With 300 employees today, AMSC has been flirting with a market capitalization of nearly $1 billion. It wasn’t all boom times for the company, however: It has been a long, and often painful, road to recovery ever since 2011, when its biggest customer stole trade secrets and caused sales to plunge.

AMSC was flying high, boasting strong sales and a market capitalization of around $2 billion. But in April of that year, employees received alarming news. The company’s largest customer—Beijing-based Sinovel—had refused to accept a shipment of electronic components for its wind turbines, not to mention pay the millions of dollars owed for the shipment.

At the time, Sinovel’s business accounted for roughly three quarters of American Superconductor’s revenue. It was a huge blow to the company. Quarterly revenues plunged from nearly $100 million to just $9 million. By the end of the year, the company’s market capitalization sat at $200 million and its stock had cratered 90%. Layoffs ensued and the company was forced to shutter a facility and move headquarters.

In July 2018, the Justice Department found Sinovel guilty of stealing trade secrets and ordered them to pay more than $50 million in damages to AMSC. According to evidence presented at the trial, the crisis had in total cost AMSC more than $1 billion in shareholder equity and nearly 700 jobs, over half its global workforce.

“Trying to rebuild the business to a position of strength effectively took them a decade,” says Baillie Gifford’s Ward. Last year, AMSC posted profitable non-GAAP net income—of less than $0.1 million—for the first time since 2010, a significant milestone for the company that he describes as an inflection point.
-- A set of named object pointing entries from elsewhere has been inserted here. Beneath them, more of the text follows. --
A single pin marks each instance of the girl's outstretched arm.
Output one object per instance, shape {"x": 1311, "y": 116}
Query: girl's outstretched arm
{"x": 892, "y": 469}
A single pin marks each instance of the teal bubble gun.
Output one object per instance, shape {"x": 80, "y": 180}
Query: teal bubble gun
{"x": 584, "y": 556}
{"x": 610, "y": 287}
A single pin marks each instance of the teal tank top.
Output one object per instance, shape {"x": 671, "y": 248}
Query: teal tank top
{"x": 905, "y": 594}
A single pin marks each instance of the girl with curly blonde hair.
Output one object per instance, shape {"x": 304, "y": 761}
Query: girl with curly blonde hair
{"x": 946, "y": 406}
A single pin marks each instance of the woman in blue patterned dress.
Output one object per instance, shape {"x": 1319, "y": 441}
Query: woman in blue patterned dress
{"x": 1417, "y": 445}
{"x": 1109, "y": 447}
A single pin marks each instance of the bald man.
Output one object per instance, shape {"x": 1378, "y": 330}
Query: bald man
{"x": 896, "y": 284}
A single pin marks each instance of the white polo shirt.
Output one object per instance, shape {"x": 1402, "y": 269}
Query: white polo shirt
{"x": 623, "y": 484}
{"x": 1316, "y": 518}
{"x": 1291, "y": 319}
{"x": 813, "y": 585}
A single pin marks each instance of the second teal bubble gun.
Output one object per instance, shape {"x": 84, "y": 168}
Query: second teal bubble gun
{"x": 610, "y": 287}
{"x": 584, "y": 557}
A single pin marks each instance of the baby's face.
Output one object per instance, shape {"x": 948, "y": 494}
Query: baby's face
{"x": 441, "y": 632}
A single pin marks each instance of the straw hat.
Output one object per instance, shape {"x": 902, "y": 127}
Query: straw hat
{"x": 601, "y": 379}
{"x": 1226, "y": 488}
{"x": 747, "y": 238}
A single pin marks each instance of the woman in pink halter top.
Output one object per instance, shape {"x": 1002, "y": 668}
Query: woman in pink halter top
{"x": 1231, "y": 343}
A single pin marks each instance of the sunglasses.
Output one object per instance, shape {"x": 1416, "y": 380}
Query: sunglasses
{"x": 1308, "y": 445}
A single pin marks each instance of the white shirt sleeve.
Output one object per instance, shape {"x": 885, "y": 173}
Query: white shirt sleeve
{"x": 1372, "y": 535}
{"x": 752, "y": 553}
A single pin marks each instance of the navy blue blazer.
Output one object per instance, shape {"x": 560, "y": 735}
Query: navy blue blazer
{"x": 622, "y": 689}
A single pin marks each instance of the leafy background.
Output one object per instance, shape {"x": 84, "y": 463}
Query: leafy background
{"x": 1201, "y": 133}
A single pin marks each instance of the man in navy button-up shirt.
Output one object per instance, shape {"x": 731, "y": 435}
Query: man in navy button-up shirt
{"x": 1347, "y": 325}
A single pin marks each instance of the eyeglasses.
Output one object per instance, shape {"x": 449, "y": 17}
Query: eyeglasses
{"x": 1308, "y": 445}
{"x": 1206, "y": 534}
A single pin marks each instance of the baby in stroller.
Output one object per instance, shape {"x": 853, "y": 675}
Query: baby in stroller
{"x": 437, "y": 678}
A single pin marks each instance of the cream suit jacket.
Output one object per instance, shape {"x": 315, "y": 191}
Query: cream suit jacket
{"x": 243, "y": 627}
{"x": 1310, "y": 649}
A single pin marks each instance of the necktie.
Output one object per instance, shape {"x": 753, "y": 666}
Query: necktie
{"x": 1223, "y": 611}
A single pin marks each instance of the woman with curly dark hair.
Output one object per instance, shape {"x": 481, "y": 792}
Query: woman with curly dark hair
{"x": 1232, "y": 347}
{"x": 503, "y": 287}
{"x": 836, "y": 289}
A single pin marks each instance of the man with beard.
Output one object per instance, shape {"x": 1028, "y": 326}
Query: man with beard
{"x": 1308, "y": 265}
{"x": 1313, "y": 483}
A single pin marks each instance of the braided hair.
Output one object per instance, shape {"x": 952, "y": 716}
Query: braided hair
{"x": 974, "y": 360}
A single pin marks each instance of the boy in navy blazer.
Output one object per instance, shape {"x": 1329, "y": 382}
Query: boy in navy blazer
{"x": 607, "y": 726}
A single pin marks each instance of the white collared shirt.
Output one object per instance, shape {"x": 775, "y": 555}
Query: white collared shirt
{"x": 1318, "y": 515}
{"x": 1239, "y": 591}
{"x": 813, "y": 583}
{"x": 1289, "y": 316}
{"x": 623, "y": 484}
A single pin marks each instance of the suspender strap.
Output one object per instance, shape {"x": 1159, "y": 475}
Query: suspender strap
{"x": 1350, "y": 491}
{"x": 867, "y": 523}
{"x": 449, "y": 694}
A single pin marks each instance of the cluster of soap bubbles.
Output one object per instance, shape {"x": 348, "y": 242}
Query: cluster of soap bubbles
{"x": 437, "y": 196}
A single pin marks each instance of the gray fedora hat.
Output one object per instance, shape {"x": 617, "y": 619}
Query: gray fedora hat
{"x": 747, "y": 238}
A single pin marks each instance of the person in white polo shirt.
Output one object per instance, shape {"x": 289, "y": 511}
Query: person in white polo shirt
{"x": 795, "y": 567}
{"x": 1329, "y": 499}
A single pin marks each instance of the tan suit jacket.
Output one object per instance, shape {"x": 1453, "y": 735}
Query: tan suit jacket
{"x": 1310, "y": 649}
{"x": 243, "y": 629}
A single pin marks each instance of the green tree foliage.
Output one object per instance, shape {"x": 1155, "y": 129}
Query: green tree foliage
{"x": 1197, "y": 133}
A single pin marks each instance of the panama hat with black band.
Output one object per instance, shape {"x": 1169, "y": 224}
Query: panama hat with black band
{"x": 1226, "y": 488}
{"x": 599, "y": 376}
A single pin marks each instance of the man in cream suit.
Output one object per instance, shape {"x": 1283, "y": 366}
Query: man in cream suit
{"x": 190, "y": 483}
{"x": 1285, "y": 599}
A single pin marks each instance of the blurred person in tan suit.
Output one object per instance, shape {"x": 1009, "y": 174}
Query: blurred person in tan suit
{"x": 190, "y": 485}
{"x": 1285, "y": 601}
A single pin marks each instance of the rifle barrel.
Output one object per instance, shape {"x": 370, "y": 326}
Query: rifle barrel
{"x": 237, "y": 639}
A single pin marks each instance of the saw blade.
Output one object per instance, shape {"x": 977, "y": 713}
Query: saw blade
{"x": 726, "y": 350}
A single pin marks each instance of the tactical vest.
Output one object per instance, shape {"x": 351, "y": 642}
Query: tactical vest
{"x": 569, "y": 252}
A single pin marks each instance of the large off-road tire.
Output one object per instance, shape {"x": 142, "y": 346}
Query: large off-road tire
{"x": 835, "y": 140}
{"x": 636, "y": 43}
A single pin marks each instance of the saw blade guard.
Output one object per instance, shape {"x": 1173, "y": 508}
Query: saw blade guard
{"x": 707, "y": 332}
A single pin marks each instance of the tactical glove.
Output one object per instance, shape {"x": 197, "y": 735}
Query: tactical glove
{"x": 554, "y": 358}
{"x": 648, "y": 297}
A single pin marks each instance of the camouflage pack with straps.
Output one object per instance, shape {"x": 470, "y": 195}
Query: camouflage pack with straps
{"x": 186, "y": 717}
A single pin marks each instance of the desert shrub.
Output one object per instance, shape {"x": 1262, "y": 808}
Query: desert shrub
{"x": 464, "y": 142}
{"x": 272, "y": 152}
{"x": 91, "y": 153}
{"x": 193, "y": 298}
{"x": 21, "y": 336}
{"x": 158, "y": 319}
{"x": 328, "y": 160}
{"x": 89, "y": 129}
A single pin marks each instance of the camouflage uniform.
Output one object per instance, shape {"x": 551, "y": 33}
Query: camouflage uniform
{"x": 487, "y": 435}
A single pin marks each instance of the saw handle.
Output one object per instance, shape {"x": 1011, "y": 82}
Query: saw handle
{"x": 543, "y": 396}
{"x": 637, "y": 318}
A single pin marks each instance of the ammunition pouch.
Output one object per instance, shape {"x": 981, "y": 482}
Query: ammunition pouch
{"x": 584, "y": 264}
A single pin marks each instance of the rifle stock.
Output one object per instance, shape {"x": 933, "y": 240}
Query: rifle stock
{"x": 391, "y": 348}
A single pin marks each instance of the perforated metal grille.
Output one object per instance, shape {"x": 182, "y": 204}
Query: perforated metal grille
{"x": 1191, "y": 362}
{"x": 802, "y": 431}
In the latest quarter reported in August, that number rose to $3 million.

“This was a case of walking before you can run… the company hasn’t tried to get ahead of itself which has been one of the keys to its resurgence,” says Ward.

While many analysts almost fifteen years ago may have written American Superconductor off, those who cover the stock today are unanimously bullish. Shares trade for $24 but analysts believe they can easily break $30 as the company’s different business segments continue to grow.

American Superconductor’s most recent annual revenue was $146 million—notably up from $106 million the year prior. In August, the company made perhaps its most meaningful acquisition yet, paying $61 million for New Jersey-based company NWL, which provides power supplies to industrial and military customers. American Superconductor subsequently raised both its cash flow and revenue guidance for the quarter.

The move was lauded by analysts, especially because of NWL’s extensive customer network within the military. “We see the company executing well on delivering sustainable growth… NWL will provide a step function higher in both revenue and profitability,” Oppenheimer analysts wrote shortly after the deal. They also argue that American Supercontucor’s wind and grid businesses are positioned to benefit from long-term secular trends, including aging utility infrastructure.

Still, American Superconductor is a small, emerging player in a big pond. Many of its competitors are far larger and wealthier—including the likes of ABB, General Electric, Siemens and Sumitomo, meaning that the company must be strategic with the projects it bids on. That strategic approach means often forgoing a larger project in favor of a smaller one where American Superconductor may be the only bidder, for instance.

With tailwinds in themes like renewable energy, semiconductors and military tech at their back, the management team at AMSC remains focused on slow and steady growth. “We’re trying to design a business that can be resilient in any economy with any policy, with any politician, in any market,” says McGahn, who has been at the helm since the rebuilding days in 2011. “That’s how big companies become big companies.”